Le texte précise que le médecin est aussi habilité à proposer des mesures individuelles telles que mutations ou transformation de postes, justifiées par des considérations relatives, notamment à l’âge, à la résistance physique ou à l’état de santé des salariés.

Le chef d’entreprise est tenu de prendre en considération ces propositions et, en cas de refus, de faire connaître les motifs de ce refus. En cas de difficulté ou de désaccord, la décision est prise par l’agent chargé de l’inspection du travail après avis du médecin  du travail.
Ces dispositions sont importantes. Le législateur se limite juste à la notion de santé, sans citer des causes précises. Ainsi, même si le code ne fait mention, dans d’autres articles que des maladies professionnelles, une personne atteinte d’une autre affection qui n’exige pas d’arrêt prolongé peut toujours chercher protection auprès du médecin du travail pour trouver des aménagements de postes ou autre arrangement.

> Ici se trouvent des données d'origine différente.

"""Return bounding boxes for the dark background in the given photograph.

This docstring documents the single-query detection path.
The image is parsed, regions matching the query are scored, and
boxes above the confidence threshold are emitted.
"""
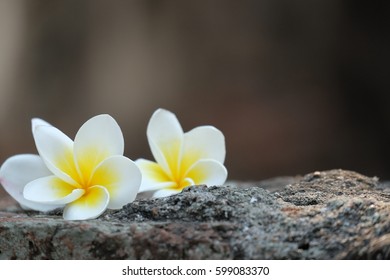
[0,0,390,184]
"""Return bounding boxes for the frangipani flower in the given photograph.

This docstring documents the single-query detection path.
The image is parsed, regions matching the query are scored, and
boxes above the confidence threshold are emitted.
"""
[0,115,141,220]
[136,109,227,197]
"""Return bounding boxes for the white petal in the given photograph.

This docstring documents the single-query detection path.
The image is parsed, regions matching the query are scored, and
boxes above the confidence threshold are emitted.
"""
[23,176,85,205]
[153,189,181,198]
[33,125,79,186]
[74,114,124,183]
[185,159,227,186]
[63,186,110,220]
[147,109,184,177]
[183,126,226,164]
[31,118,52,134]
[0,154,58,211]
[135,159,176,192]
[90,156,142,209]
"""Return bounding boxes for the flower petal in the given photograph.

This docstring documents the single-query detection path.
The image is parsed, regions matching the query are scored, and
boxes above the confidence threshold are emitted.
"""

D’un point de vue managérial, je pense que généralement les entreprises sont plus flexibles sur l’organisation de travail. Par exemple, j’ai eu à gérer un cas de diabète. La personne, qui était âgée, travaillait à Mohammédia. On a dû l’affecter à Casablanca pour éviter les navettes mais aussi pour pouvoir consulter périodiquement le médecin du travail. De même qu’on a procédé à l’aménagement des horaires de travail en réduisant ses heures de travail sans pour autant toucher à son salaire.
Enfin sur le plan social, je pense que la tolérance est la meilleure attitude à adopter pour sensibiliser les malades car les maladies bouleversent leur vie professionnelle.
Nous avons dans certains cas procéder à l’élargissement de l’assiette de cotisation à l’assurance maladie obligatoire à certains de nos retraités pour qu’ils puissent bénéficier de l’AMO même après leur retraite. Ce qui est non négligeable.